Seidenfaden is quite frank in giving his views on also daily Siamese life, culture and behavior. The reader can then judge whether anything has changed!
But Gustav Schau had found his niche in life. He became most respected for his organizational talents, insight, fairness and restless energy. Many local Siamese non-commissioned officers had a portrait of him hanging in their private homes. Schau never spared himself; he often went on, also unexpected, inspections – on foot, on horseback or by the gendarmerie river steamer. The stations were often placed at riverbanks and there was a saying: ‘Always keep good order, suddenly Phraya Vasuthiep will turn round the corner’.
A Phraya is a high nobleman’s title and Vasuthiep means ‘The one who possess the power of the God Vishnu’.
In 1909 came the final promotion to major-general and since he was also the director-general of the administration, he had a good grip on his organization, which, on its peak, really was an elite corps bringing order about, so that it became possible to live in peace and travel without the risk of being killed by highwaymen, robbed of money and belongings, or have your cattle stolen.

Departure
When king Chulalongkorn died in 1910 the pressure on the foreigners in Siam started to mount. Many of the King’s sons had received military or civil education in Europe; they were most eager to take over. Prince Damrong meanwhile did not find the time ripe and persuaded Schau to stay on for some more years.

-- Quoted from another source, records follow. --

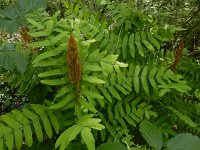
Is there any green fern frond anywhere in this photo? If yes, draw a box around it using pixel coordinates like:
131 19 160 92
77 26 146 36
0 104 59 150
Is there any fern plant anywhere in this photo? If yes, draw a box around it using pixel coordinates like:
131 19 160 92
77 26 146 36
1 0 196 150
0 104 59 150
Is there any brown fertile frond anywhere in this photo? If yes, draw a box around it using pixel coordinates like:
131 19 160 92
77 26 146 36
19 26 32 47
171 40 184 72
67 35 82 97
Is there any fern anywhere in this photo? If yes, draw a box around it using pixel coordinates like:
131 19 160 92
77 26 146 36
0 104 59 150
101 95 157 139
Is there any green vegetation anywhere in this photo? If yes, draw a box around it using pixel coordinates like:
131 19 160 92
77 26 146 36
0 0 200 150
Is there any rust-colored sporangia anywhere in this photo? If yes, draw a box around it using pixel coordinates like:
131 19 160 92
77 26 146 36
171 40 184 72
66 35 81 97
19 26 32 47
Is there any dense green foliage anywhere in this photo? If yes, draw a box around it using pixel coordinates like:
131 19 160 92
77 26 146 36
0 0 200 150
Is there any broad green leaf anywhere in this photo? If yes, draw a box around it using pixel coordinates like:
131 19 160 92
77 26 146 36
167 106 198 128
82 75 106 84
124 116 136 127
16 0 47 14
26 18 44 30
0 19 20 34
81 127 95 150
97 142 128 150
167 133 200 150
139 120 163 150
142 40 155 52
50 31 69 44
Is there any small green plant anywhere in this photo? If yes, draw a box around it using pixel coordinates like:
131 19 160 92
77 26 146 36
0 0 199 150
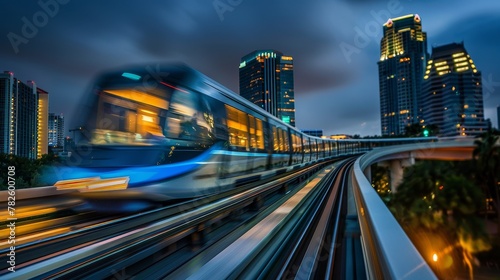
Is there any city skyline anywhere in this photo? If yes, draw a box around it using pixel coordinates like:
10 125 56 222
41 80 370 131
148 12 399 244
0 0 500 135
239 50 295 126
377 14 429 136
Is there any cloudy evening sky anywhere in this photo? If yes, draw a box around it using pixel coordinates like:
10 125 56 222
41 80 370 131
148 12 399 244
0 0 500 135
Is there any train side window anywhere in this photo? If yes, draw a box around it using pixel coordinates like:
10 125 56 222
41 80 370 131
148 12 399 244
226 105 249 149
281 130 290 152
166 91 215 141
248 115 264 149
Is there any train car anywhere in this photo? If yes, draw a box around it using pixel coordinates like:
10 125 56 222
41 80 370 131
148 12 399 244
45 64 438 211
47 65 339 210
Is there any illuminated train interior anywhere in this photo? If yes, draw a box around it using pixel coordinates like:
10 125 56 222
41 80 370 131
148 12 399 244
48 65 434 208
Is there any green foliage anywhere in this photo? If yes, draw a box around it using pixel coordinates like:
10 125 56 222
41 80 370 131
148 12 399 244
388 161 491 276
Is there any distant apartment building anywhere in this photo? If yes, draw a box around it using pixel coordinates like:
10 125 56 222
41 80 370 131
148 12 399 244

The personal tensions between the Danish officers and Siamese officials grew. The governors for example were often of royal blood and disliked the foreigners. This was according to various sources also because of different attitudes towards the privates in the army and the population as such. The Siamese officers and governors were feared, branded arrogant and mostly incompetent. The Danes were accused of being too cordial or ‘democratic’ towards ordinary people.
In 1915 Prince Damrong was forced out of office and Gustav Schau wisely resigned. His last comments to Erik Seidenfaden were: “When I’m gone the gendarmerie will be radically transformed. All what I have built up these 18 years, will be torn down. My work has been all in vain” (my translation).
The Danish officers stayed on under a new leader and restricted conditions until 1926, when they were all laid off without further notice. Maybe the Danish participation in the whole project should have been brought to an end with Major-General Schaus departure.

Back in Copenhagen and with a reasonable pension from the government of Siam, Schau was appointed member of the board of Directors of EAC. With his knowledge and experience he was worth his seat but he can hardly have invested a fortune; during his time in Siam he had obtained no concessions at had not participated in the various businesses, but the gendarmerie had been most important for EAC. The gendarmes and the Danish officers were providing the necessary peace and stability, to secure operations in as far a place as Phrae and secure a river transport line of more than 850 kilometers.

Besides being a Siamese nobleman, Gustav Schau was bestowed with numerous Danish and Siamese Royal orders and decorations. He died in 1919, 60 years old.